Não foram catalogados como
homens, ao invés, eram criaturas estranhas. Possuíam
asas, caudas, chifres, trajavam roupas e portavam
artefatos extravagantes..., sendo vistos até como
deuses. Não existiam corporificados no Plano físico,
habitavam o Plano etéreo, mas, eventualmente, podiam se
tornar visíveis aos encarnados.
Ocorre que, além de
Espírito elementar, há outra expressão usada por
Lázaro para designar estas entidades:
3
Os homens descobrem, mas
nada inventam. Assim, as crenças mitológicas não eram
meras ficções, mas revelações de Espíritos inferiores.
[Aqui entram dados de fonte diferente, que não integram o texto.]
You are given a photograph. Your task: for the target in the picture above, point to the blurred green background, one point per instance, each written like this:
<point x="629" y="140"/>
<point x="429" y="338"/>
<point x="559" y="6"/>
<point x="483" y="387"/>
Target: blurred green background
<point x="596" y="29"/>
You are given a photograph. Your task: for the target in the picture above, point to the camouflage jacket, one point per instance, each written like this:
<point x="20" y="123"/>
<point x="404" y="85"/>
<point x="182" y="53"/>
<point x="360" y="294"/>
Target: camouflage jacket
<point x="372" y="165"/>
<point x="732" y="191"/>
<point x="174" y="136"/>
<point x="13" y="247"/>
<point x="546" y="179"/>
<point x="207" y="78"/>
Os sátiros, os faunos eram Espíritos secundários,
que habitavam os bosques e os campos, como ainda o fazem
hoje. (Grifo nosso)
Entretanto, Allan Kardec
não usou nenhuma destas duas designações – elementar
ou secundário - muito menos elemental,
quando abordou o tema em O Livro dos Espíritos ao
longo das questões 536 até 540. Particularmente na 540,
temos: 4
Os Espíritos que exercem
ação nos fenômenos da Natureza agem com conhecimento de
causa, em virtude do livre-arbítrio, ou por impulso
instintivo e irrefletido?
Enquanto se ensaiam
para a vida, antes que tenham plena consciência de
seus atos e estejam no gozo do livre-arbítrio, atuam em
certos fenômenos, dos quais são agentes, mesmo de forma
inconsciente.
A literatura espírita
subsidiária também abordou o tema - Espíritos da
Natureza - sob aspectos variados. Destaque-se na série
de livros sobre a Vida no Mundo Espiritual de
André Luiz:
1-
Nosso lar:
[Narcisa falando a André Luiz] Não só o homem pode
receber fluidos e emiti-los. As forças naturais fazem o
mesmo, nos reinos diversos em que se subdividem. Para o
caso do nosso enfermo, precisamos das árvores. Elas nos
auxiliarão eficazmente.5
Admirado da lição nova,
segui-a, silencioso. Chegados a local onde se alinhavam
enormes frondes, Narcisa chamou alguém, com
expressões que eu não podia compreender. Daí a momentos,
oito entidades espirituais atendiam-lhe ao apelo.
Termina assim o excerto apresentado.